In Computer Vision, one simple technique involves predicting the rotation of an image or object. This approach involves rotating an image or object at random, and then training the model to predict the correct rotation. This technique allows the system to learn about the intrinsic nature of the image or object itself, rather than simply memorizing the labels applied to it.

https://lilianweng.github.io/posts/2019-11-10-self-supervised/self-sup-rotation.png

These techniques demonstrate the versatility and adaptability of self-supervised learning approaches. By leveraging such general techniques, researchers and developers can achieve a wide range of self-supervised learning objectives across a range of applications and industries.

Different family of methods

Within the realm of self-supervised learning, there are a number of different families of methods that have been developed and utilized. These methods vary in their specific approach and technique, but all share the overall goal of enabling self-supervised learning without the need for human-annotated labels.

The deep metric learning family is one approach that seeks to encourage similarity between semantically transformed versions of an input. Models trained using this approach aim to learn the underlying structure of the input data, even when that structure is not explicitly labeled or annotated. This method has been used to great effect in models such as SimCLR.
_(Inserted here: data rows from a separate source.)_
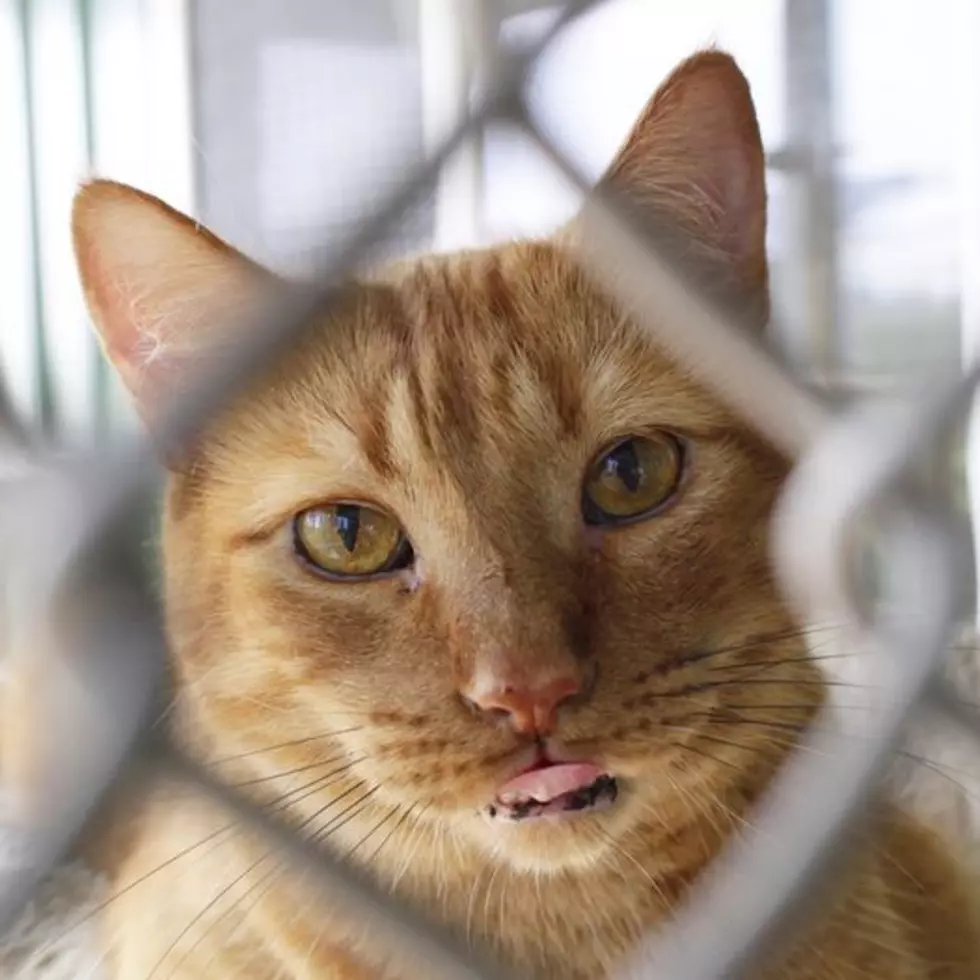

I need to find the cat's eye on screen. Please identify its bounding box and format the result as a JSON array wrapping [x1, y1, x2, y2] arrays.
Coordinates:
[[293, 503, 413, 579], [582, 432, 684, 524]]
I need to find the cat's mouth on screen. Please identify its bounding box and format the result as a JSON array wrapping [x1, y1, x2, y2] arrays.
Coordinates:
[[487, 760, 619, 820]]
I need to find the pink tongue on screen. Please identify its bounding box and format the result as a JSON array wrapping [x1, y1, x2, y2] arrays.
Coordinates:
[[497, 762, 605, 803]]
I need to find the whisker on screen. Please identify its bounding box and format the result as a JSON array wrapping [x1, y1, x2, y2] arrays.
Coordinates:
[[228, 752, 347, 789], [191, 782, 380, 974], [708, 653, 857, 672], [688, 712, 980, 801], [347, 806, 401, 857], [367, 803, 429, 863], [147, 782, 364, 980], [653, 624, 842, 673]]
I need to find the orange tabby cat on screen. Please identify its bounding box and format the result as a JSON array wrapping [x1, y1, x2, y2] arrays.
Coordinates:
[[74, 52, 980, 980]]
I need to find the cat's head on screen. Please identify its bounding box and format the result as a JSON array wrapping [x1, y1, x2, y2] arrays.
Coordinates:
[[75, 52, 819, 868]]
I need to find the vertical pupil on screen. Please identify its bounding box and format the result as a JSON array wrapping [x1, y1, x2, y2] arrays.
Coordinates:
[[333, 504, 361, 553], [609, 442, 643, 493]]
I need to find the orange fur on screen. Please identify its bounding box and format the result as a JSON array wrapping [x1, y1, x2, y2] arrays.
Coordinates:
[[75, 52, 980, 980]]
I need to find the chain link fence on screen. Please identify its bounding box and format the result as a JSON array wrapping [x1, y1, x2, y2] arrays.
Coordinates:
[[0, 0, 980, 980]]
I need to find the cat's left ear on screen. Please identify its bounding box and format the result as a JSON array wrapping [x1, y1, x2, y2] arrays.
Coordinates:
[[584, 50, 769, 325]]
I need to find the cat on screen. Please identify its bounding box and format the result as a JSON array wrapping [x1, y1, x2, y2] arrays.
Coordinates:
[[73, 49, 980, 980]]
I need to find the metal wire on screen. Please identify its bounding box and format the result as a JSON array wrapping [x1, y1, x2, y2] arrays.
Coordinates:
[[0, 0, 980, 980]]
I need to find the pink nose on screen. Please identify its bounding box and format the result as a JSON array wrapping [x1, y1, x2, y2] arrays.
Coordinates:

Another common family of self-supervised learning methods is the self-distillation family. This approach involves feeding two different views of the same input to two encoders, and then mapping one view to the other using canonical correlation analysis. This method helps the model to learn the intrinsic structure of the data, even in the absence of human labels.

Finally, the masked image modeling approach involves applying degradations to training images and then training the model to undo these degradations. This can include approaches like predicting masked words in NLP or predicting a rotated image, as discussed earlier. By reconstructing the original input, the model can strengthen its understanding of the underlying pattern or structure within the data.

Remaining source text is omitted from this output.